El segundo punto se vincula con la astuta ocurrencia proferida por el propio manager: Cristina morigeró sus odios y posiciones; ahora es moderada. El hecho de que Alberto lo diga no prueba sino su reconocida inteligencia; otra cosa es que cientistas políticos y periodistas de probada madurez acepten semejante embuste. La Pasionaria del Calafate ha actuado «sinceramente» durante los últimos seis meses, y no ha dejado de anticiparnos con sus tuits, audios, videos, gestos y libros el ánimo que la guía y la ideología que anida en su regreso. Los colaboradores más íntimos de la arquitecta egipcia han replicado, económica y políticamente, sus filias y fobias personales. Sus alusiones a la Constitución Nacional (hay que hacer una nueva), al desmembramiento del Poder Judicial (a cambio de un servicio de justicia), la revisión de las causas juzgadas por corrupción (un indulto indirecto), la liberación de «los presos políticos» (una promesa segura) y el desprecio por el capitalismo, el progreso y las reglas del país confiable son legión. Pretender que no existen o que finalmente Alberto la convencerá de dar marcha atrás con esos disparates extremos resulta una tontería funcional a la Operación Somos Buenos. Que se completa con la fantasía de que ahora el kirchnerismo se armará a imagen y semejanza del Frente Amplio, un partido progresista con austeridad y caballerosidad uruguayas, siendo que al Frente de Todos lo integran, entre otros, corruptos intelectuales, multimillonarios de fortunas sospechosas, humanistas de débiles convicciones, señores feudales sin apego por las instituciones y reconocidos «socialdemócratas» como Hugo Moyano, Gildo Insfrán y Juan Manzur. La izquierda ya no es lo que era, pero la mayor diferencia se cifra precisamente en que la fuerza de Mujica no intenta, como los Kirchner, constituirse en una facción antisistema. Pichetto, que los conoce muy bien, lo dice en términos rotundos: al revés que en Uruguay, aquí hay una dramática pulseada entre democracia y autoritarismo. Entre quienes siguen el «consenso del 83» (Luis Tonelli dixit) y quieren una democracia representativa, y quienes pretenden vulnerarla y generar un nuevo régimen: una «democracia hegemónica» (Natalio Botana dixit). O dicho en cristiano: un chavismo al uso nostro.

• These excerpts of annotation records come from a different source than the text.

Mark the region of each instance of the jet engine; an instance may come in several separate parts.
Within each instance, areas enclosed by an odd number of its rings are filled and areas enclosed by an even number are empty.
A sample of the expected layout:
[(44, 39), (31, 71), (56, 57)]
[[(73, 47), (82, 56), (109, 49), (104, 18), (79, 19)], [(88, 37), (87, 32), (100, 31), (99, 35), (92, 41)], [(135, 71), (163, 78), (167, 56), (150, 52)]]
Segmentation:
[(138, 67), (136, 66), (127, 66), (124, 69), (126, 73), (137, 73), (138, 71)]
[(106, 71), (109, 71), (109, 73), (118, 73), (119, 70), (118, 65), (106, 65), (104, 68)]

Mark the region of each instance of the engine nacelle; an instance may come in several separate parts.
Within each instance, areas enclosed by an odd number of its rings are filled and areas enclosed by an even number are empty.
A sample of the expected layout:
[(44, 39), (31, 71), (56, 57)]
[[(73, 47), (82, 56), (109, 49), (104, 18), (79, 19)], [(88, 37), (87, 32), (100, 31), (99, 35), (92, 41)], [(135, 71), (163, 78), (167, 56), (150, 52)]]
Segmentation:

El hábil gambito de Cristina y la rápida cosecha de Alberto permitieron que el campo populista barriera para casa y reunificara a casi todo el peronismo. Se desmoronaba así uno de los tres pilares necesarios para una reelección; los otros dos eran que la economía no empeorara (y no está empeorando) y que la coalición no se desbandara (y en Parque Norte no se desbandó). Cristina sola perdía; Macri solo, también. La inclusión de Pichetto responde a esa última certeza. Nadie podría acusar a este articulista de no presentar una batalla cultural con suficiente denuedo contra la triunfante y omnipresente cultura peronista, ni de haber mantenido a su vez la fe en el «peronismo republicano», que a algunos puristas les resultaba un oxímoron. El flamante candidato a vicepresidente de la Nación es el único dirigente justicialista de primer orden que realizó una autocrítica integral del justicialismo; los funcionarios del palo que ya tenía Cambiemos en su seno comparten esos mismos reproches: el PJ debe girar hacia el centro, ser una fuerza del sistema, ayudar a la gobernabilidad y renunciar de una vez por todas a la idea de «partido único» y a la emocionalidad violenta.

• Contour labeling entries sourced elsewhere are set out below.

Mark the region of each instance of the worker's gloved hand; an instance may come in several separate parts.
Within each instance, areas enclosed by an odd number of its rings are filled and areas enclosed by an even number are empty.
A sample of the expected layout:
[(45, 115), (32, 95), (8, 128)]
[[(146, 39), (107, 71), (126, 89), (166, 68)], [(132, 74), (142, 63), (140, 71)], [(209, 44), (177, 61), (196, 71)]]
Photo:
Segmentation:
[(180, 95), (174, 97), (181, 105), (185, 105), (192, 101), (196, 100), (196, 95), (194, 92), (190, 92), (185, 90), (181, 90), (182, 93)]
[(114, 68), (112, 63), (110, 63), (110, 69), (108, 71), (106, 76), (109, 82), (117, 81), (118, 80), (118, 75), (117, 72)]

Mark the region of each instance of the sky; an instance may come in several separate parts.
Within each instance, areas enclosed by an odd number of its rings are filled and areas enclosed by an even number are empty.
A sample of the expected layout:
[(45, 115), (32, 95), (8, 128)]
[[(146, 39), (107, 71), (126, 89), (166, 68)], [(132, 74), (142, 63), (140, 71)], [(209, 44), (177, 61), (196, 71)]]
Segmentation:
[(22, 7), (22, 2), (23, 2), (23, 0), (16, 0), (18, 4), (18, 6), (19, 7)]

El agresivo movimiento que comanda la gran devota de Hugo Chávez posee la plasticidad suficiente como para amnistiar traiciones, absorber contradicciones y sumar desde el desprejuicio. Y tiene una enorme ventaja: se enfrenta con un campo republicano plagado de rigideces e intolerancias internas, temas y asuntos que resultan menores si se los compara con la contradicción fundamental, que es la desesperada supervivencia de las instituciones democráticas o su reemplazo por un orden de poder concentrado y absoluto. In extremis, para esta disputa crucial, el republicanismo debería adoptar coyunturalmente un mecanismo movimientista que actúe de manera especular. Porque a los republicanos, hoy y aquí, no les sobra nada ni nadie: deberían admitir en sus filas a verdes y celestes, ortodoxos y heterodoxos, monetaristas y desarrollistas, radicales e independientes, socialdemócratas y peronistas republicanos. Y las quisquillosas opciones testimoniales, que hacen el juego a la empresa familiar kirchnerista, no parecen proyectos virtuosos en esta hora en que no se discuten izquierdas ni derechas, sino directamente sistemas de vida. Más tarde, si los argentinos volvemos a la tranquilidad de una democracia consensual en que ningún sector someta al otro -más o menos como la que ayudó a construir el Frente Amplio en Uruguay-, cada quien podrá hacer lo que quisiera con cada cual, y fundar los partidos normales de un país normalizado. Pero ahora estamos en emergencia y bajo amenaza de más radicalización y de una nueva entronización de deidades populistas. Recordemos a Einstein: «Mi ideal político es el democrático -decía-. Todo el mundo debe ser respetado como persona y nadie debe ser divinizado».